A fast generative modeling approach for resistive memories that reproduces the complex statistical properties of real-world devices and achieves read/write speeds several orders of magnitude higher than a variability-aware physics-based compact model and faster than even a simplified and deterministic compact model.

Abstract

We present a fast generative modeling approach for resistive memories that reproduces the complex statistical properties of real-world devices. To enable efficient modeling of analog circuits, the model is implemented in Verilog-A. By training on extensive measurement data of integrated 1T1R arrays (6,000 cycles of 512 devices), an autoregressive stochastic process accurately accounts for the cross-correlations between the switching parameters, while non-linear transformations ensure agreement with both cycle-to-cycle (C2C) and device-to-device (D2D) variability. Benchmarks show that this statistically comprehensive model achieves read/write throughputs exceeding those of even highly simplified and deterministic compact models.

Figures (12)

• Figure 1: The ReRAM chip layout in the MAD200 process design kit (left) and an optical image of the fabricated 1T1R ReRAM array (right).
• Figure 2: Simplified circuit diagram showing a connected vector of 512 1T1R ReRAM devices which were individually selected for measurement of model training data. Transistor bodies ("Gnd" terminal) were biased to -1.8 V as bipolar voltage sweeps were applied to the WL and current was measured at the respective BL (at 0 V).
• Figure 3: Graphical depiction of the VAR($p$) base process used to reproduce memory cycling statistics. Past features within cycle range $p$ have a linear deterministic impact on future values, and a 4-dimensional white noise process $\epsilon_n$ contributes stochasticity to each feature.
• Figure 4: An overview of the generative modeling approach. Training direction: (A) collect $I, V$ data ($N$ cycles $\times$$M$ devices), (B) extract feature vectors, (C) learn a distribution of normalizing transformations, (D) fit a stochastic process (VAR) to the normalized data. Generative direction: (E) realize an independent VAR process for each simulated cell, (F) apply device-specific random de-normalizing transformations to the VAR outputs, (G) as voltages are applied, reconstruct $I, V$ dependence of each cell.
• Figure 5: A standardizing affine transformation applied to a representative sample of 20 different devices.
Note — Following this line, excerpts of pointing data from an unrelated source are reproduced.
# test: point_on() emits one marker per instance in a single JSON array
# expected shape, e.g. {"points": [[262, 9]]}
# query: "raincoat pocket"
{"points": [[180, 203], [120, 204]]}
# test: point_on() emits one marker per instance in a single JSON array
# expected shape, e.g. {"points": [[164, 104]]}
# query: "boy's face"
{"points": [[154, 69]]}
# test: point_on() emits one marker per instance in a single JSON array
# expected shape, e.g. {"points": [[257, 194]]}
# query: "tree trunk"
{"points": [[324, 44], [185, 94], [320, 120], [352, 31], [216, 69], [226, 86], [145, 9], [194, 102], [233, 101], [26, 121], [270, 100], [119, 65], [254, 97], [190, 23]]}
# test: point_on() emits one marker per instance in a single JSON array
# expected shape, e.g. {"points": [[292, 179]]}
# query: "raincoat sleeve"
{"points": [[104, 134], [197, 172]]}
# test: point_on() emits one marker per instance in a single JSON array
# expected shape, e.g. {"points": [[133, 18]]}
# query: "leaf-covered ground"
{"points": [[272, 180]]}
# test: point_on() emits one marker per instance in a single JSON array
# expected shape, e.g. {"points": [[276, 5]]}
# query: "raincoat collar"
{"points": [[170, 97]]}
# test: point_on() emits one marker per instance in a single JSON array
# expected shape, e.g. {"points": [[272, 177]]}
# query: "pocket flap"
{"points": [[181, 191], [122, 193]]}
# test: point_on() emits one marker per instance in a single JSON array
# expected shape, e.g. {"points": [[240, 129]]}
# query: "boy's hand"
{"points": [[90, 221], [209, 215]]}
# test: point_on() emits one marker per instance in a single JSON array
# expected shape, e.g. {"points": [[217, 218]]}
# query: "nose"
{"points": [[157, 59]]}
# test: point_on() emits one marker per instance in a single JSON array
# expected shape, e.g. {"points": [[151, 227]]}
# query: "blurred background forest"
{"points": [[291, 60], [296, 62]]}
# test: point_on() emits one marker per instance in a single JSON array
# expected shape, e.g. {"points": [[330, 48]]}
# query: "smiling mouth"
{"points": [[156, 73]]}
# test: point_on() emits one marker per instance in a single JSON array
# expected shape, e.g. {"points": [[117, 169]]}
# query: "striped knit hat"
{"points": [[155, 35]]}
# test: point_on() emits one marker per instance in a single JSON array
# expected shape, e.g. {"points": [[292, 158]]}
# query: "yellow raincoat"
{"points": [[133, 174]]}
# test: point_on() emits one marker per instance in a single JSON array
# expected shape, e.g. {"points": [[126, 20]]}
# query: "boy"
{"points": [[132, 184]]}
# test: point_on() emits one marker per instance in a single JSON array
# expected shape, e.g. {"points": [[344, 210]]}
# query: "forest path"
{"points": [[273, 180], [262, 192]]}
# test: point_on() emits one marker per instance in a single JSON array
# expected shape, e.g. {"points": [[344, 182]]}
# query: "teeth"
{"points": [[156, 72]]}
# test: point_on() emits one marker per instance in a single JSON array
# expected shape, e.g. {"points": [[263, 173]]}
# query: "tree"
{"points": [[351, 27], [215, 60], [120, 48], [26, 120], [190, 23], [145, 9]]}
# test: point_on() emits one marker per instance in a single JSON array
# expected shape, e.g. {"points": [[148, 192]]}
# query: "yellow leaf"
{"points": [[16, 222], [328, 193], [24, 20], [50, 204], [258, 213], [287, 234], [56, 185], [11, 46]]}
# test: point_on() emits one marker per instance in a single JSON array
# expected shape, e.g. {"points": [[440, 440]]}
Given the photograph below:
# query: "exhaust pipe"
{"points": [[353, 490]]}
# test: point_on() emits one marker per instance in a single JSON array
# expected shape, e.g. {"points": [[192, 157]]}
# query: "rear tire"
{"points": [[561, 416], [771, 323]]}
The forward transformation $\bm{\Psi}_m$ is applied in the training direction as a first step to normalize the feature distributions. Here, $\bm{\mu}_m$ and $\bm{\sigma}_m$ are the sample means and standard deviations of the feature vectors for device $m$ across all cycles. The inverse transformation is used in the generative direction, where $\bm{\mu}_m^*$ and $\bm{\sigma}_m^*$ are sampled from a distribution estimated from the entire training set.